Stephen Hill said...

Great movie, I've probably watched it about a half a dozen times. It really nails the atmospherics of the early seventies politics, the "ratf%$king" of the dirty tricks brigade - the implosion of the Democrats, the paranoia of a nation at war and at war with itself.

Carl Bernstein: Boy, that woman was paranoid! At one point I - I suddenly wondered how high up this thing goes, and her paranoia finally got to me, and I thought what we had was so hot that any minute CBS or NBC were going to come in through the windows and take the story away.
Bob Woodward: You're both paranoid.

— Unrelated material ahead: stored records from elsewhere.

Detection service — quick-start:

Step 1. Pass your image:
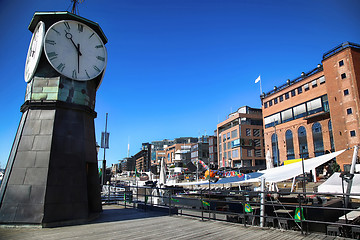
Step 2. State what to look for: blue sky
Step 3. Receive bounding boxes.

[0,0,360,167]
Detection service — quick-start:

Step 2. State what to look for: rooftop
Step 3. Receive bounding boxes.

[260,42,360,99]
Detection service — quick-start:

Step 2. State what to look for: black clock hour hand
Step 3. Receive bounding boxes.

[65,31,82,56]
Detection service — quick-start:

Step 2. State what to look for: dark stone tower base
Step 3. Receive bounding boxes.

[0,101,102,227]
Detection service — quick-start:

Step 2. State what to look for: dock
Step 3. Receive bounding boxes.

[0,205,344,240]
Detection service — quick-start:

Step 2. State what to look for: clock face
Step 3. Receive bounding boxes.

[44,20,107,81]
[24,21,45,82]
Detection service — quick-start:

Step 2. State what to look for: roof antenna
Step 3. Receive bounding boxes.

[71,0,84,14]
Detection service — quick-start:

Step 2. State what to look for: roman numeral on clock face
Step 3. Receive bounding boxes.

[93,65,100,72]
[47,52,57,61]
[56,63,65,72]
[78,24,84,33]
[45,39,56,45]
[64,22,70,30]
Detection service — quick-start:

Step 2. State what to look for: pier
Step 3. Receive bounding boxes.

[0,205,345,240]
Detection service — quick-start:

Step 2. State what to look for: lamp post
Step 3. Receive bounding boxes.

[301,146,306,196]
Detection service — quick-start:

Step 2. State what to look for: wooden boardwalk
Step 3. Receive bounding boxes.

[0,206,350,240]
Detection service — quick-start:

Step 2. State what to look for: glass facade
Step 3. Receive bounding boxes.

[271,134,279,166]
[285,130,295,160]
[264,95,329,128]
[312,122,324,157]
[298,126,309,159]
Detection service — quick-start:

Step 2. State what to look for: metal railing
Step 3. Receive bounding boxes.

[102,186,360,238]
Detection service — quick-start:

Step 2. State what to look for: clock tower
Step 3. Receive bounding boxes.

[0,12,107,227]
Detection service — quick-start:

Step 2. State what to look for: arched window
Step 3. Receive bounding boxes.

[285,130,295,160]
[271,134,279,166]
[312,122,324,157]
[298,126,309,158]
[328,120,335,152]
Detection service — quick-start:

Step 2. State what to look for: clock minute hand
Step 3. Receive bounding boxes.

[65,31,82,56]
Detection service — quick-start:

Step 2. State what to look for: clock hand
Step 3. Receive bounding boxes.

[65,31,82,56]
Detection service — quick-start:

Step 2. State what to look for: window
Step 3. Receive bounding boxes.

[232,149,239,158]
[285,130,295,160]
[271,133,279,166]
[311,79,317,88]
[306,98,322,115]
[328,120,335,151]
[264,113,280,128]
[231,139,240,148]
[291,89,296,97]
[298,87,302,94]
[254,149,261,157]
[304,83,310,91]
[281,108,294,123]
[253,139,261,147]
[321,95,330,112]
[312,122,324,157]
[231,130,237,138]
[293,103,306,119]
[350,130,356,137]
[298,126,309,159]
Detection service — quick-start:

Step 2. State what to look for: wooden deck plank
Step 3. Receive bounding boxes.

[0,206,343,240]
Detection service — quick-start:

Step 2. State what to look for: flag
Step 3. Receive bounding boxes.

[244,203,253,212]
[135,168,140,177]
[294,208,305,222]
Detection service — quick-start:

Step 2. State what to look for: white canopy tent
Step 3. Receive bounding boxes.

[318,172,360,199]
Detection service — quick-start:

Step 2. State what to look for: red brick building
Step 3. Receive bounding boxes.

[261,42,360,169]
[217,106,265,172]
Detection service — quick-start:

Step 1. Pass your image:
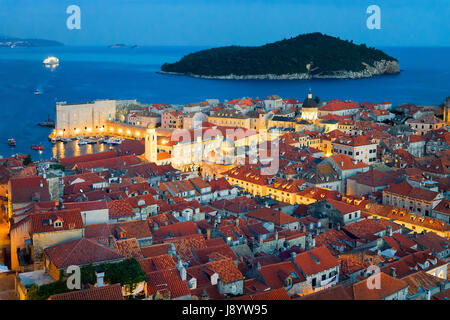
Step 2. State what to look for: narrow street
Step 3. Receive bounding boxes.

[0,219,10,265]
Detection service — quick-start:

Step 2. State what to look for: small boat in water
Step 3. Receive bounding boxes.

[106,138,123,145]
[78,139,88,146]
[8,138,16,147]
[31,144,44,151]
[42,56,59,66]
[86,139,97,144]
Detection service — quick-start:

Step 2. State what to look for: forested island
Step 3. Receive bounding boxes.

[160,32,400,79]
[0,37,64,48]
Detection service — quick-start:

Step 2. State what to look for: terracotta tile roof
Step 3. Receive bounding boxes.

[333,135,376,147]
[206,258,244,283]
[326,199,360,214]
[147,269,191,299]
[339,254,368,276]
[49,283,124,300]
[141,243,170,258]
[84,223,112,245]
[9,176,50,203]
[342,219,401,241]
[353,272,408,300]
[138,254,177,274]
[59,151,117,169]
[193,244,238,264]
[246,208,298,226]
[211,196,260,213]
[348,169,398,187]
[412,232,450,253]
[383,181,439,201]
[31,209,84,233]
[330,154,368,170]
[298,187,342,201]
[234,287,291,300]
[402,271,442,296]
[433,199,450,215]
[44,238,123,269]
[392,233,416,248]
[381,250,446,278]
[63,201,108,212]
[295,285,353,300]
[109,220,152,240]
[319,100,359,111]
[363,204,450,232]
[114,238,144,259]
[106,199,135,219]
[165,233,206,262]
[153,221,198,238]
[258,261,305,289]
[315,229,354,255]
[294,247,340,276]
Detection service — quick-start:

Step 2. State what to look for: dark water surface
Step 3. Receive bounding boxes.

She's afraid of John Mitchell, and you're afraid of Walter Cronkite.

Also I saw it again around the time of the AWB scandal, and I couldn't help thinking how deep-throat's advice to Woodward could just as easily have been said about most of the staffers working for the previous government.

"Deep Throat: Forget the myths the media's created about the White House. The truth is, these are not very bright guys, and things got out of hand."

Sums up what happened at Watergate perfectly.